Server insurance company refactoring: when there is less physical space than data

Insurance is the third largest consumer of heavy IT hardware after banks and cellular operators. At the time of the start of work, the situation was this: in the office of one company there was their central server room (resembling a small data center machine), and in general, everything worked perfectly.

The problem was that the space under the racks (and in the racks themselves) in the server room ended 2 years ago. In the other two data centers there was a place, but here it was not.
')
The second problem is that the main production base lay on 149 volumes , physically - like Swiss cheese in servers. This was due to the fact that when it was necessary to increase it, they found the first free hole in the physical disks and shoved it there. Between database volumes there could be databases of other projects, software, various temporary files, and so on. In general, it was necessary to restore order.

Another interesting feature is that when new data appeared, a new volume (LUN) was required for it. He was cut, and he immediately became a bottleneck. The explanation is very simple - in the combat base is the most loaded place - just new data. And when they are physically located on a single disk, its maximum read-write speed limits, in fact, the entire system.

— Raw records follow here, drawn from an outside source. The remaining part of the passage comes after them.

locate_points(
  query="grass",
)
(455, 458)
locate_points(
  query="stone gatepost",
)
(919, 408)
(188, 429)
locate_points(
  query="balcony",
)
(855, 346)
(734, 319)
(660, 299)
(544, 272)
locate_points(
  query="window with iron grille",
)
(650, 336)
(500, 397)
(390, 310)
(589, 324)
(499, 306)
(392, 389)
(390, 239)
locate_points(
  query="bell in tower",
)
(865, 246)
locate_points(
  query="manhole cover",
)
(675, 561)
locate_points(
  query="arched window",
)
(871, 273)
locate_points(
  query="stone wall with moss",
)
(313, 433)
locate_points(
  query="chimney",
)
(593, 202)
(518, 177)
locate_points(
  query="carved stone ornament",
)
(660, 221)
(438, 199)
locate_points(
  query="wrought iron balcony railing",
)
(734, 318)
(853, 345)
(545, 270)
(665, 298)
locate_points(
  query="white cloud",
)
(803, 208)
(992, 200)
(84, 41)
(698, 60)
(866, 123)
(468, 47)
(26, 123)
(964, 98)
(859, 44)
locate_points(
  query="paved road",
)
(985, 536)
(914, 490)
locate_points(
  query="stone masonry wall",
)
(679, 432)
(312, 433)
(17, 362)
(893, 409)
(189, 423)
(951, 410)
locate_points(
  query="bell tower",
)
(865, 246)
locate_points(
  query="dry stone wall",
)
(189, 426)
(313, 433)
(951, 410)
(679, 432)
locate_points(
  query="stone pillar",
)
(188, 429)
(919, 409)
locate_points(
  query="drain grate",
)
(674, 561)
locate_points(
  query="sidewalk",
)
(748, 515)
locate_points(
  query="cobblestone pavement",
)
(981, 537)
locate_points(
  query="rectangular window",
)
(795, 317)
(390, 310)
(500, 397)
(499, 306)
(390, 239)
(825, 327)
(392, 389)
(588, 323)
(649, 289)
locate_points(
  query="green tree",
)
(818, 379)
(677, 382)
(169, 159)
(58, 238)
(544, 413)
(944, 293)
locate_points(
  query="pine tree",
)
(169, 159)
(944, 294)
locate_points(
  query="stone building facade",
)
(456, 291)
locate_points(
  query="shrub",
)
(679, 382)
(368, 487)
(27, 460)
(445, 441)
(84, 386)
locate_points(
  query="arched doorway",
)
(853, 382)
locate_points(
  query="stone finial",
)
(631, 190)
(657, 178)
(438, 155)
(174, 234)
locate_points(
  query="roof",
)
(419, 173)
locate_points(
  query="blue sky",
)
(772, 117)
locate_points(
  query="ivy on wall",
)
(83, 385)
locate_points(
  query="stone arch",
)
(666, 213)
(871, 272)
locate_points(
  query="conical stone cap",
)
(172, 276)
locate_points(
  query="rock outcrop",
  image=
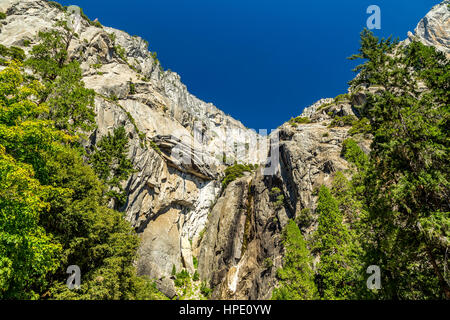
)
(434, 28)
(170, 195)
(178, 143)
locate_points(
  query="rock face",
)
(170, 195)
(178, 144)
(434, 28)
(242, 249)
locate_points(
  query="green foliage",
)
(56, 5)
(205, 290)
(343, 121)
(109, 160)
(121, 52)
(14, 53)
(299, 120)
(406, 182)
(235, 171)
(296, 277)
(304, 219)
(341, 97)
(277, 197)
(362, 126)
(353, 153)
(155, 147)
(174, 270)
(268, 263)
(195, 262)
(132, 88)
(196, 276)
(51, 209)
(70, 102)
(333, 243)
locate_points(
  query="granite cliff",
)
(179, 208)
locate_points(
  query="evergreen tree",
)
(296, 277)
(406, 183)
(333, 243)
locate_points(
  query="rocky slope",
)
(178, 207)
(242, 249)
(171, 193)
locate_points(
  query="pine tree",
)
(333, 243)
(406, 183)
(296, 277)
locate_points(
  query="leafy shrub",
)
(353, 154)
(268, 263)
(205, 290)
(196, 276)
(304, 219)
(132, 88)
(361, 126)
(342, 97)
(299, 120)
(110, 162)
(343, 121)
(14, 53)
(195, 262)
(296, 277)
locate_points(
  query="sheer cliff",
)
(179, 207)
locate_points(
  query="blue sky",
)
(261, 61)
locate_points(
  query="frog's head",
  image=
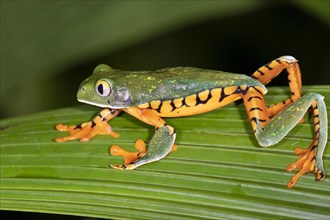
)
(100, 89)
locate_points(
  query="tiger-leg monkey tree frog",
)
(151, 96)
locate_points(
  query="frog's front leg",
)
(88, 130)
(270, 131)
(160, 144)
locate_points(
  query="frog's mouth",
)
(94, 103)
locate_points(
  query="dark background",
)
(49, 47)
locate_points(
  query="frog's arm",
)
(161, 144)
(88, 130)
(285, 115)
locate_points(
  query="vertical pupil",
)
(100, 89)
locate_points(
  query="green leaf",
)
(217, 172)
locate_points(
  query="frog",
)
(173, 92)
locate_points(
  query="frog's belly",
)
(201, 102)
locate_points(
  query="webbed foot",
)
(305, 163)
(129, 156)
(86, 131)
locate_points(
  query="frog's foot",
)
(85, 131)
(129, 156)
(305, 163)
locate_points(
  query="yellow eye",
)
(103, 88)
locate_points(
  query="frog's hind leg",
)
(160, 145)
(270, 131)
(271, 70)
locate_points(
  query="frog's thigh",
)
(160, 144)
(271, 70)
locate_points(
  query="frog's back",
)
(181, 91)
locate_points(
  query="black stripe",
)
(93, 124)
(222, 95)
(262, 73)
(172, 105)
(253, 109)
(78, 127)
(199, 101)
(257, 90)
(268, 67)
(159, 107)
(252, 97)
(255, 119)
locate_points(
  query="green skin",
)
(164, 84)
(130, 89)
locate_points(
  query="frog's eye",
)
(103, 88)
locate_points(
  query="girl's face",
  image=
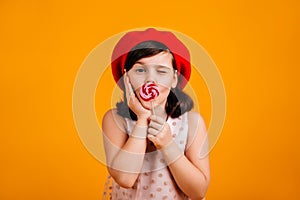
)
(157, 69)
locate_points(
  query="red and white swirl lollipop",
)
(149, 91)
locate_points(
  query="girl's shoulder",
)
(113, 119)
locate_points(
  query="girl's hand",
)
(159, 132)
(133, 103)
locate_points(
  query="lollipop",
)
(149, 91)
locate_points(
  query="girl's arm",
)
(124, 155)
(190, 171)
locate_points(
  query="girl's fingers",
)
(152, 131)
(157, 119)
(156, 125)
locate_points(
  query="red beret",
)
(131, 39)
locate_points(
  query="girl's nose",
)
(150, 77)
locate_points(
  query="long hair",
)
(178, 102)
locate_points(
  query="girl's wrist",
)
(142, 121)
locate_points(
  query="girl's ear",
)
(175, 79)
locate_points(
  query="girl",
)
(153, 148)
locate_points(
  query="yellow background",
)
(255, 45)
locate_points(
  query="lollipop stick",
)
(152, 107)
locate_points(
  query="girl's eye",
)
(161, 71)
(140, 70)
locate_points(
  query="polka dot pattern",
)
(155, 181)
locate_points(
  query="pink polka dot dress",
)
(155, 180)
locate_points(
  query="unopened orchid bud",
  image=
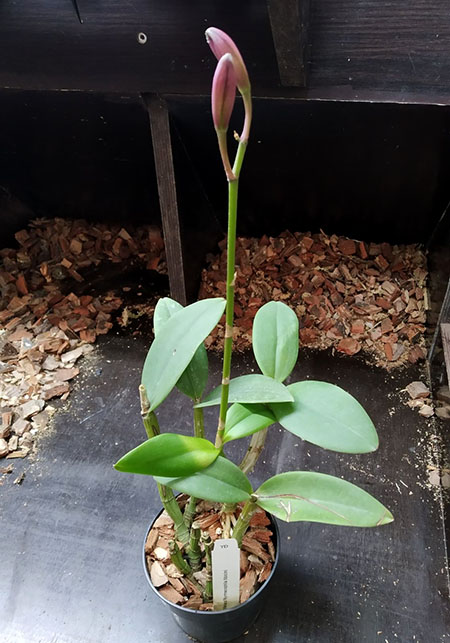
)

The options were as follows:
• Upgrade existing arrays (considered: expensive and inefficient, there is no place to put);
• Transition to a new generation of the same arrays (high cost for maintenance, constant tuning);
• Search for alternative solutions (flash calculation and tests).

Changes

We decided to start with a small piece of data, a separate subproject with its base. Test on it, and then slowly and smoothly move to a new system. Naturally, everything worked there before the start of work. I just wanted it to work faster and more correctly. This data lay on the Symmetrix DMX-3.

We brought 3 units Violin 6264 and began to shaman. To begin with, we sat down with the Oraklists for the optimal physical structure of the base. Taking into account common sense, OS features and base architecture, we decided that 27 volumes were needed instead of 149. Later, 2 more were added, it turned out 29. At the same time, it was estimated how many empty spaces were in DMX - if there is not enough empty space between the volumes, to cut something new, it is just skipped. As a result, about 15% of the free space was spent on such “gaps” between independent pieces of data.

Of course, this has not yet been optimized in terms of performance. On DMX one volume could lie on 7 physical disks. In Violin, by virtue of the controller architecture and data stacking algorithms for the factory, the LUN is “smeared” across the entire storage, which allows you to get maximum performance even if the threshing servers decide to grab one specific piece of space in a couple of gigabytes.

It is clear that I had to agree on a simple one. Sometimes there is no way out, we need to make men's decisions. But much later, another base of a larger size was made via stand-by-the main base is copied, then half an hour just read, then again the ability to write.

They put down the base on a deep Saturday night, changed the structure, copied the data, brought it to the new hardware. Made measurements, everything is OK. Raised in production - works, and works, as a whole, well, but not as fast as we expected. In the sense that the storage resources are not fully used.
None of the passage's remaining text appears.